Anonymous 0 Comments

GPUs have thousands or even 10s of thousands of cores, vs a CPU with single digit or maybe 10s of cores.

GPU cores can only do maths (vs CPU cores that need to handle all kinds of logic), but the difficult part of AI training is loads and loads of maths so a GPU handles that much faster.

Anonymous 0 Comments

GPUs are very good at doing the same thing over and over again on a huge pile of data.

Each pixel in an image (and there may be millions) will have an equation relating it to a texture and then a series of vector or matrix calculations to give a final pixel colour. The same equation is used for every pixel in an object, its just that each pixel has slightly different data (different coordinate).

CPUs are very good at switching from one task to another and hopping about doing different things one after another.

Training neural networks is all about doing the same calculation over and over on a ton of data
In particular it’s mainly matrix operations (or tensor operations, but these can be broken down into matrix operations) which is exactly what GPUs are good at.

Anonymous 0 Comments

Imagine you have 1 million math assignments to do, they are very simple assignments, but there are a lot that need to be done, they are not dependent on each other so they can be done on any order.

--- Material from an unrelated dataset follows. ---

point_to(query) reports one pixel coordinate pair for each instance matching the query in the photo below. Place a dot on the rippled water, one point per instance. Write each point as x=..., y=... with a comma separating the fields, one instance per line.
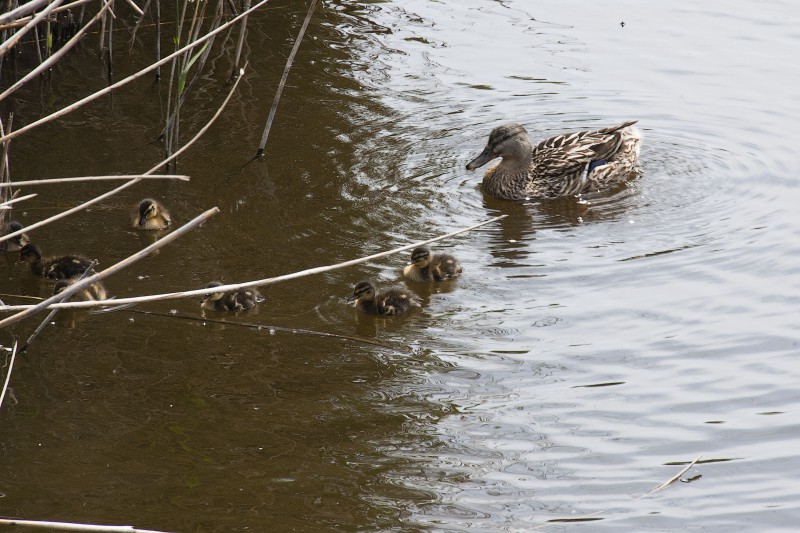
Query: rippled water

You have two options, distribute them to 10 thousand people to do it in parallel or give them to 10 math experts. The experts are very fast, but hey, there are only 10 of them, the 10 thousand are more suitable for the task because they have the “brute force” for this.

GPUs have thousands of cores, CPUs have tens.

Anonymous 0 Comments

A lot of what machine learning does is multiplying vectors, which so happens to be what GPU’s are designed to do as well. GPU’s do it to calculate with polygons. And most of what machine learning does is as said multiplying vectors which makes them a great fit.

Not to mention that a good CPU has at the very top end 64 cores wheras a GPU has thousnads of compute units and also a far wider data bus.